Responding to the student who wonders what part God has to play in yoga, Abhinavagupta would no doubt point out that in the West “God” is a divisive word. Religions here insist their god is the true one, and everyone else’s is false. Therefore teachers from India often avoid that word. But yoga teaches there really is only one Divine Being, whatever name you call it, and that by cultivating Self-realization each of us grows closer and closer to that Supreme Being.
Twenty-five years ago I was involved in intensive study of the Yoga Sutra with my meditation teacher, Swami Rama of the Himalayas. The states of consciousness it described seemed so advanced that I was shocked when one day Swamiji referred to this classic text as “just a primer. The real yogis,” he said, “work on much higher levels.” He was a practitioner of Sri Vidya, a yogic tradition that honors the Great Goddess, or power of consciousness, and is closely allied with Abhinavagupta’s tradition. It was startling to learn that while the Yoga Sutra leads us to the stage of Self-realization, many yogis proceed from there to the still higher level of God-realization. Classical Yoga leads to the experience of your innermost being. The Tantra Yoga of Abhinavagupta leads to the experience of the innermost being of the entire universe.
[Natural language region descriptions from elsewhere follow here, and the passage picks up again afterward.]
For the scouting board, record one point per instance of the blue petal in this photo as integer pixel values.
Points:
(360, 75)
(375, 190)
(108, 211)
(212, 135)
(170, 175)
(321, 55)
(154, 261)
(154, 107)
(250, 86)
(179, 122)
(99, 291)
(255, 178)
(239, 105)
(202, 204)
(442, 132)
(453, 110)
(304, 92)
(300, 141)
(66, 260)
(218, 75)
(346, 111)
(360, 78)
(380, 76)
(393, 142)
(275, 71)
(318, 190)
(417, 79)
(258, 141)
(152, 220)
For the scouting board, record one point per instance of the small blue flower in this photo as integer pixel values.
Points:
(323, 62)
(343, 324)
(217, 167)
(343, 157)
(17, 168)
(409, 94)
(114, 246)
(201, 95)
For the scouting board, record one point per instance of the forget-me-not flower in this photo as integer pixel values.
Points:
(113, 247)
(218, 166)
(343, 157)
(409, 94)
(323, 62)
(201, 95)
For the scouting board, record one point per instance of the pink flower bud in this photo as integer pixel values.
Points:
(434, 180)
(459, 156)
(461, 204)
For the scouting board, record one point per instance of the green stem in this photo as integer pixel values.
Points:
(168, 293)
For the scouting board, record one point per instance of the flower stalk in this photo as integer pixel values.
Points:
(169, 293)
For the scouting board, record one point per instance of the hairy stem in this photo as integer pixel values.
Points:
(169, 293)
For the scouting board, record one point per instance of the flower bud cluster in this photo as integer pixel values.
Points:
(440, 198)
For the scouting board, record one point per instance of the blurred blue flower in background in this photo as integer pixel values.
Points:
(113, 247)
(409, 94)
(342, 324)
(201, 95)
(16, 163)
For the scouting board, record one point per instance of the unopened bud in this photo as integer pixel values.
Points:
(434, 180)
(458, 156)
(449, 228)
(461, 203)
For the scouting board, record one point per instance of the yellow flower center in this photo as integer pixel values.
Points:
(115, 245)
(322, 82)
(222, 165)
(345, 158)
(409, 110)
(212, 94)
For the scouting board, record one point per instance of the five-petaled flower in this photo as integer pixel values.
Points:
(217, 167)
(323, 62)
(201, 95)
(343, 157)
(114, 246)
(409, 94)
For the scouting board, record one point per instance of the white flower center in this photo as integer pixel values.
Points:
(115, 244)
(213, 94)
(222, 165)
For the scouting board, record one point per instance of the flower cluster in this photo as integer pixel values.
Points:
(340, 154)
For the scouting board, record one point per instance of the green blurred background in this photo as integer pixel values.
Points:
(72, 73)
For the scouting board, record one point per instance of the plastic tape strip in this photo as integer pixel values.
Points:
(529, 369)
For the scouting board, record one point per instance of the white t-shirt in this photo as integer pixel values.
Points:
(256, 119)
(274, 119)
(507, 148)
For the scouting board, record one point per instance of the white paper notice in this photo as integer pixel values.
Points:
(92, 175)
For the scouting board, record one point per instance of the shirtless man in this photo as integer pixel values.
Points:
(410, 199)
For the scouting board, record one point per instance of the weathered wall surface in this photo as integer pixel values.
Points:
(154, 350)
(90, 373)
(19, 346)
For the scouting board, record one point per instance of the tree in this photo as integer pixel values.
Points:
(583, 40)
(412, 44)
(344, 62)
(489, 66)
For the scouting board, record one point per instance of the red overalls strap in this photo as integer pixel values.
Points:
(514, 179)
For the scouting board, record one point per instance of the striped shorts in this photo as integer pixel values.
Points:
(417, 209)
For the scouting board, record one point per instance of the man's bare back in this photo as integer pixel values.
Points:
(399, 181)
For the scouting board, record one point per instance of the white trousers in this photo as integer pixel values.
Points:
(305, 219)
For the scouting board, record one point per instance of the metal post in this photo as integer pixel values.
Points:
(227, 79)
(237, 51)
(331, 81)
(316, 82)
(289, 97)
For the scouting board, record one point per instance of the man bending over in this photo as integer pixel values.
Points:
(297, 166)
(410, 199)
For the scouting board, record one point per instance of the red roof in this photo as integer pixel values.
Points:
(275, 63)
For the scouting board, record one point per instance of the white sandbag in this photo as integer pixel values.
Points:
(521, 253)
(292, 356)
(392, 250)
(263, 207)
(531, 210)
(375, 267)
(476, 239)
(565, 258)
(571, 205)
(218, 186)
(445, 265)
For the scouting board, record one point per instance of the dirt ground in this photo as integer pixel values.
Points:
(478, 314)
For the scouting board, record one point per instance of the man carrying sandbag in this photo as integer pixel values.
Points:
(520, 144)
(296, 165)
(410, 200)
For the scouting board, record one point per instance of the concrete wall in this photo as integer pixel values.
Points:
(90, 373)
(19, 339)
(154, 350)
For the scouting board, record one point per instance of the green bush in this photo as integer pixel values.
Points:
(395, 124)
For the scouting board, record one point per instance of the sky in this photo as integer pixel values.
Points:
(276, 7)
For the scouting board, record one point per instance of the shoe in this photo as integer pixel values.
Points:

Abhinavagupta was more than an accomplished scholar; he was a mahasiddha—a yogi of the first magnitude. At the close of his life he disappeared into a cave near Srinagar to perform intense yogic disciplines. According to legend, twelve hundred of his students entered the cave with him to devote the rest of their lives to uninterrupted meditation in the presence of this great master. The clarity of his vision and his remarkable willingness and ability to explain the highest states of consciousness—and how to actually attain them—distinguish Abhinavagupta as one of the most brilliant and generous spiritual teachers in the history of yoga.